PPO’s

Private Practice Organizations are plans where there are two parts. The company which develops the benefits, provides administration and pays claims submitted by contracted providers. The basic difference in PPO and HMO’ is that providers share in no risk for the ultimate cost of services. The company contracts with the providers for each category of services at a maximum cost. Whether it be a private practice doctor in an IPA or group practice, or hospital. Contracts among the doctors and plans vary and can often be seen in the ultimate cost of the plan. The plans do have managed care and review process for treatment, and various types of care, including prior authorization for hospitalization.

Benefits may include a deductible before any plan payments, a copayment percentages for outpatient visits not subject to the deductible, and a copayment percentage for outpatient services. The deductible may also apply towards hospitalization followed by copayment percentages. The costs are fixed usually to a dollar amount by the plans stop loss feature. Benefits also have a lifetime maximum. In addition to benefits for provider of PPO’s provide benefits for non network providers. These benefits may include higher deductibles, copayments and stop loss.

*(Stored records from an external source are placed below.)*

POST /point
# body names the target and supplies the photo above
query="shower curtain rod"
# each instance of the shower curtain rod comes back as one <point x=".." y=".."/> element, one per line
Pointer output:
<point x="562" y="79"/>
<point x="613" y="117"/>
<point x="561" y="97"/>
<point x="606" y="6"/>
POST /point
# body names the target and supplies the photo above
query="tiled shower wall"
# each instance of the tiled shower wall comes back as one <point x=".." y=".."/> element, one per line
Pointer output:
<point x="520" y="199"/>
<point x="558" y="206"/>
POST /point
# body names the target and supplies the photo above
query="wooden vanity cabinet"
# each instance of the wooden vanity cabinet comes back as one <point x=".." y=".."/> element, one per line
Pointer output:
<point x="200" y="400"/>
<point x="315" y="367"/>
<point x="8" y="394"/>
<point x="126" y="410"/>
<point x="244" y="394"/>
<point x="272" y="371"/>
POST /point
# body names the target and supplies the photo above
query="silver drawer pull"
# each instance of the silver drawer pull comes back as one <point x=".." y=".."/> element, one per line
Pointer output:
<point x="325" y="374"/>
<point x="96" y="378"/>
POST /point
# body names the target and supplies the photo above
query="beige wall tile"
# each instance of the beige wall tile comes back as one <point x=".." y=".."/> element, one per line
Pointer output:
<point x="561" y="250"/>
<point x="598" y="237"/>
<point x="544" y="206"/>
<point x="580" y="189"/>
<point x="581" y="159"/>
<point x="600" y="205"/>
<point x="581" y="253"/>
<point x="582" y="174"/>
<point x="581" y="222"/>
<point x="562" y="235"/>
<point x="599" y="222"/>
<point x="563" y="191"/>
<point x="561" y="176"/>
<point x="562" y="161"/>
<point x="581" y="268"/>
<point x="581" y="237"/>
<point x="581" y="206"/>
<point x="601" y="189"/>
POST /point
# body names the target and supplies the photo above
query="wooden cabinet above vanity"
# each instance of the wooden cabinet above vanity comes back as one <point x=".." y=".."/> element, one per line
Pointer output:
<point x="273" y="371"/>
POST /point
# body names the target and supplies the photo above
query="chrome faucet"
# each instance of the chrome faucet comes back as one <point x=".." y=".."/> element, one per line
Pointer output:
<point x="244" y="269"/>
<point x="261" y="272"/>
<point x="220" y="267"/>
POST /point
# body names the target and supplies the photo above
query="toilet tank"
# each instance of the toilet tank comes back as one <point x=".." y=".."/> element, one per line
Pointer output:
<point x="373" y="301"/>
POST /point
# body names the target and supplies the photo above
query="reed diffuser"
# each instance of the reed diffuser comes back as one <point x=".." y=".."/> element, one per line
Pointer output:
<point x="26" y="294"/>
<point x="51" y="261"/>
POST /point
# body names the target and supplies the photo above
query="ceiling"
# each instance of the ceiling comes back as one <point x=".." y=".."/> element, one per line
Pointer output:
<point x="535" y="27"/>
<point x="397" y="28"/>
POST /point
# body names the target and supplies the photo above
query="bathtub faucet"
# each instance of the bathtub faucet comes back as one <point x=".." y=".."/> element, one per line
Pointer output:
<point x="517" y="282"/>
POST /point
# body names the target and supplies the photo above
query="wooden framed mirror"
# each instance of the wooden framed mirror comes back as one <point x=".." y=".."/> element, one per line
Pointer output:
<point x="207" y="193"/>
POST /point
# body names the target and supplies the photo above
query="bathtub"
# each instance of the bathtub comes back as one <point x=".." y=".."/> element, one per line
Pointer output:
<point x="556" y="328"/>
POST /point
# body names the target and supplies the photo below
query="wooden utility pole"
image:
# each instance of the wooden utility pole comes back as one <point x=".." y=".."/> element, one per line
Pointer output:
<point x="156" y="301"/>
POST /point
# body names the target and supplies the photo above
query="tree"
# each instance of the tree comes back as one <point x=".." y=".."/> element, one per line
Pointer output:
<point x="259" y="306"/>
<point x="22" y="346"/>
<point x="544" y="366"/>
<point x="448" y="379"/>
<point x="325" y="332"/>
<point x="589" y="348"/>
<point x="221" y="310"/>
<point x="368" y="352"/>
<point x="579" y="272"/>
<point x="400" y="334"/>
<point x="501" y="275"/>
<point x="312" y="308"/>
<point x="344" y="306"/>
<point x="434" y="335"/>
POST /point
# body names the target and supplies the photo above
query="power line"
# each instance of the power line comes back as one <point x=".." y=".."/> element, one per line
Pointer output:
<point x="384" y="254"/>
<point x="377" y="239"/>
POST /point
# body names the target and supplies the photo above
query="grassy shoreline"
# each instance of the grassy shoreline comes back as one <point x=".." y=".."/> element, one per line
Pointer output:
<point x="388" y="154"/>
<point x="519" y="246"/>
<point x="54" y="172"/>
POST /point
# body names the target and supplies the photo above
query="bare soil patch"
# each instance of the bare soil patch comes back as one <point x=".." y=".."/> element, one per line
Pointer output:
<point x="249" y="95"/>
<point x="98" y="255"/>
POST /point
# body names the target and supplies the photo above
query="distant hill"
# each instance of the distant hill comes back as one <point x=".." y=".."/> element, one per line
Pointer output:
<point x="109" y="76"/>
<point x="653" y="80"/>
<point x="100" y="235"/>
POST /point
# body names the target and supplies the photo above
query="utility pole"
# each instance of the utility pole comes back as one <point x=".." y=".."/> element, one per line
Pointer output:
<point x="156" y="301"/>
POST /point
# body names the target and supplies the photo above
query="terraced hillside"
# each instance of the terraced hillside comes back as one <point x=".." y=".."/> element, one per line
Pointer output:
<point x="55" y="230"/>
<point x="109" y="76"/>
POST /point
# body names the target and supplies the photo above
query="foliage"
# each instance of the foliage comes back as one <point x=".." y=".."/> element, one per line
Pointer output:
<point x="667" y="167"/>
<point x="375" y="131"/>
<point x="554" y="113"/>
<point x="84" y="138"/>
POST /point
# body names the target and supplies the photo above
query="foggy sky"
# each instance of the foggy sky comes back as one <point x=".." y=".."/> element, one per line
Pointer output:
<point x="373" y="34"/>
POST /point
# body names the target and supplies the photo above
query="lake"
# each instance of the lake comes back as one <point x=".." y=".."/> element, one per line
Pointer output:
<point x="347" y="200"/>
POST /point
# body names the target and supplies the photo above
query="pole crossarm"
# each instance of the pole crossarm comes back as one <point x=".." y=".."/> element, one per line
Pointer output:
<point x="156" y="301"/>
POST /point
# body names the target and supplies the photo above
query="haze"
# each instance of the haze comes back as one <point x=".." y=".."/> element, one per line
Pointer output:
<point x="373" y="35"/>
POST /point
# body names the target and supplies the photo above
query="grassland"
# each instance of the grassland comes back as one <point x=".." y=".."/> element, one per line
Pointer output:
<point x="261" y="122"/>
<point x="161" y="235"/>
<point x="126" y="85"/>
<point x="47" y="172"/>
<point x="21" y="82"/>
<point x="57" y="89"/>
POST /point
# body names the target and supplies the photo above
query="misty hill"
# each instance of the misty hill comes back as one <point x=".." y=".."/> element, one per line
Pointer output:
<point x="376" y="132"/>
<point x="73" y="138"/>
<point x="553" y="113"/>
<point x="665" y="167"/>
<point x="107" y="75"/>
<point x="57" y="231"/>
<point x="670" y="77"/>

Choice of physicians, hospitals and other providers that are contracted with the plan is open at all times. Also if necessary non network providers may also be used. Usually there is a larger selection of available physicians in PPO’s. Claims are normally submitted by the provider directly to the plan and payments are made by the plan to the provider with a statement going to the covered individual. Any charges not covered as deductible and copayment percentages are paid by the individual directly to the provider. While there can be larger outlays of expenses and plan costs by the individual over HMO plans, usually more freedom of choice in providers is a consideration. Deductibles range from $250 per calendar year to $500, $1,000, $5,000 or $10,000.